La vita vecchia, quella insoddisfacente, triste, frustrante ma comunque quadrata, delineata e comoda all’interno delle fantastiche e lineari parentesi quadre, quella vita comoda dove per comodo intendo la poltrona di casa che ha la forma del vostro chiappone, per ovvie ragioni non esisterà più.

Distrutta, andata, svampata, strappata, calpestata, macinata, rullata… aggiungete voi.

La separazione rispecchia uno dei principali problemi giuridici e sociali dell’Italia: l’incertezza della pena. Tu non sai a quale condanna sarai sottoposto, non lo sai proprio, lo ignori completamente.

I tempi in cui tornavi a casa in panciolle e il tuo partner di dava la tanto agognata tregua non esisteranno più. I tempi in cui ti sbracavi in poltrona a guardare la TV pensando che tanto il giorno dopo avresti avuto il tempo di fare quel famoso qualcosa che facilmente rinviavi al domani, non ci sarà più.

Non parlo della mia vita specifica, le mie conclusioni e come si è evoluta e sviluppata la mia vita è sempre e comunque storia a sè. Ognuno di noi poi è una storia differente.

Ci tenevo ad esprimermi alla luce di una miriade di piccoli casi in cui alcune persone mi hanno parlato della separazione come una cosa che tutti dovrebbero provare.
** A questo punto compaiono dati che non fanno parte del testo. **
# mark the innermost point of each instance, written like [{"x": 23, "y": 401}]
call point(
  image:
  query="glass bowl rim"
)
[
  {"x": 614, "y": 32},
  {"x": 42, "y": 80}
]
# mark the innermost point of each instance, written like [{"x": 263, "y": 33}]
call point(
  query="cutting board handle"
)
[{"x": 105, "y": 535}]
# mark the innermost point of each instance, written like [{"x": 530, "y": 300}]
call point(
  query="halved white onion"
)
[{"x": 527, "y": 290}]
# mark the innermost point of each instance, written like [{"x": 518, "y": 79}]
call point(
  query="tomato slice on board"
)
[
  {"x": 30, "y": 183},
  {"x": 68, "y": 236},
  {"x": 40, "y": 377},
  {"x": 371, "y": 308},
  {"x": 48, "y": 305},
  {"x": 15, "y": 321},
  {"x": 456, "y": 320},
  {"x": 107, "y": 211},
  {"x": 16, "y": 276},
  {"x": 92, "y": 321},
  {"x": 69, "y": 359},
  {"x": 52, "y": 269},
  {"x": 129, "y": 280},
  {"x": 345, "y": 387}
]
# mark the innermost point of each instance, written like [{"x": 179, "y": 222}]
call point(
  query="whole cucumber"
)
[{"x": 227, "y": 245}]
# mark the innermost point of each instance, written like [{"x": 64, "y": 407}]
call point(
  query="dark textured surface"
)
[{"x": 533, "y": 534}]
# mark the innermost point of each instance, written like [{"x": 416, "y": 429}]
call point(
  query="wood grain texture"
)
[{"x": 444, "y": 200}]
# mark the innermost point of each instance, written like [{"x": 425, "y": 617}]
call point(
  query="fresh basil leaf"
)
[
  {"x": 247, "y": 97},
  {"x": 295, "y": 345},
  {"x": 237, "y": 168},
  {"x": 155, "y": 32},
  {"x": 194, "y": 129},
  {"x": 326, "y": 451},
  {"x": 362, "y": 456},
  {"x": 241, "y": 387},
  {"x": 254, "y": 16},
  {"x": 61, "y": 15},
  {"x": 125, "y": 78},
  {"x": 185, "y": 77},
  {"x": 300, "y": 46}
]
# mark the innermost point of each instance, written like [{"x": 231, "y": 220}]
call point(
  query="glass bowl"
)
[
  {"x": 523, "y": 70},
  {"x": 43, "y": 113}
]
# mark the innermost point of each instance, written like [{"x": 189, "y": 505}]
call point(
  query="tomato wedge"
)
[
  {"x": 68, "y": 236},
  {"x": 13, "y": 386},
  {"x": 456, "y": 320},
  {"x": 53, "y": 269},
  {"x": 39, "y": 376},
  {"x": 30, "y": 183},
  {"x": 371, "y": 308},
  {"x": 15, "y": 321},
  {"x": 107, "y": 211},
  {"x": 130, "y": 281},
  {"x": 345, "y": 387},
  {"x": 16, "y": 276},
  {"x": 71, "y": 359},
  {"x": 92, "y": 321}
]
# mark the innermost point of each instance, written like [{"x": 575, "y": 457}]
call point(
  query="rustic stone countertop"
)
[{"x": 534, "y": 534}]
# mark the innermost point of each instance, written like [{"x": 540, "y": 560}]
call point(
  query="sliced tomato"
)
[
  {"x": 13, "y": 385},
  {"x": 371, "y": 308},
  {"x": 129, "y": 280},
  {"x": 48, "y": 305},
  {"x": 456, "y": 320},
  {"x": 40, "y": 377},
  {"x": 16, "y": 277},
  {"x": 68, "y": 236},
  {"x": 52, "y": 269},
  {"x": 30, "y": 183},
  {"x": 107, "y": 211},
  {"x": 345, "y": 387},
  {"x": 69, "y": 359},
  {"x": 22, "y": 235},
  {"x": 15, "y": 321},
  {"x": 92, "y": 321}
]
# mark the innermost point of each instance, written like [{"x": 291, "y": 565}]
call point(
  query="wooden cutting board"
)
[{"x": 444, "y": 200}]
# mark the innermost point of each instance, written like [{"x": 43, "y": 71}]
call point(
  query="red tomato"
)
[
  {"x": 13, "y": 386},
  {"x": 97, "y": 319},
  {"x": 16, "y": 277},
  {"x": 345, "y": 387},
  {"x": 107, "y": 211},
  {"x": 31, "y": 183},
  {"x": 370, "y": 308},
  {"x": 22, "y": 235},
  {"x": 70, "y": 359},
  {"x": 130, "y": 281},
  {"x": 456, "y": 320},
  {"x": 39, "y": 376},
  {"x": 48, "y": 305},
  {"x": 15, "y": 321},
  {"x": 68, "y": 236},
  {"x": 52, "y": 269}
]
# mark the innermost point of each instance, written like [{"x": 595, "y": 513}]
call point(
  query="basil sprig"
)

Vi dico, dunque, separatevi, divorziate e siate felici. Fatelo, ma con coscienza, prendendo atto delle vostre scelte, dirette o indirette, volute o indotte.

Prenderne atto non significa decidere di restare assieme senza se e senza ma. Prenderne atto significa, forse, fare le giuste valutazioni prima del matrimonio e farne di giustissime in fase di separazione, senza distruggere la vostra vita o quella del vostro partner.

E se pensate che ci possa essere un barlume di speranza, per la vostra vita o la coppia, lottate.

Quindi, dall’alto della mia vita incasinata ma felice, vi dico nuovamente: fatelo prendendo coscienza che tutta la vostra vita futura subirà dei cambiamenti che vi porterete dietro fino alla pensione.

Però ho sentito dire che l’età di pensionamento verrà spostata a 83 anni. Pensa te che culo che avete!

Massimiliano

 

Massimiliano

Sono Massimiliano Di Nicolantonio ma mi conoscete come Max Dejavù. Sono un poco scrittore e un poco blogger. Un po' tecnico e un molto padre. Sono un po' potamo e un po' troppo tutto il resto. Scrivo, disegno, presento e racconto.

2 Comments
  1. Purtroppo è tutto vero. Si vive a giorni alterni. Diventano due mezze vite affannose e affaticate. Poi si vive in solitudine e ti fa compagnia solo la nostalgia. Sia che tu sia l’artefice o la vittima, si perde (qualcosa) sempre.

    1. Sì, purtroppo sì. Tutto quello che cerchi di ricostruire appare come un cavallo zoppo: manca la serenità, il tempo e la freschezza.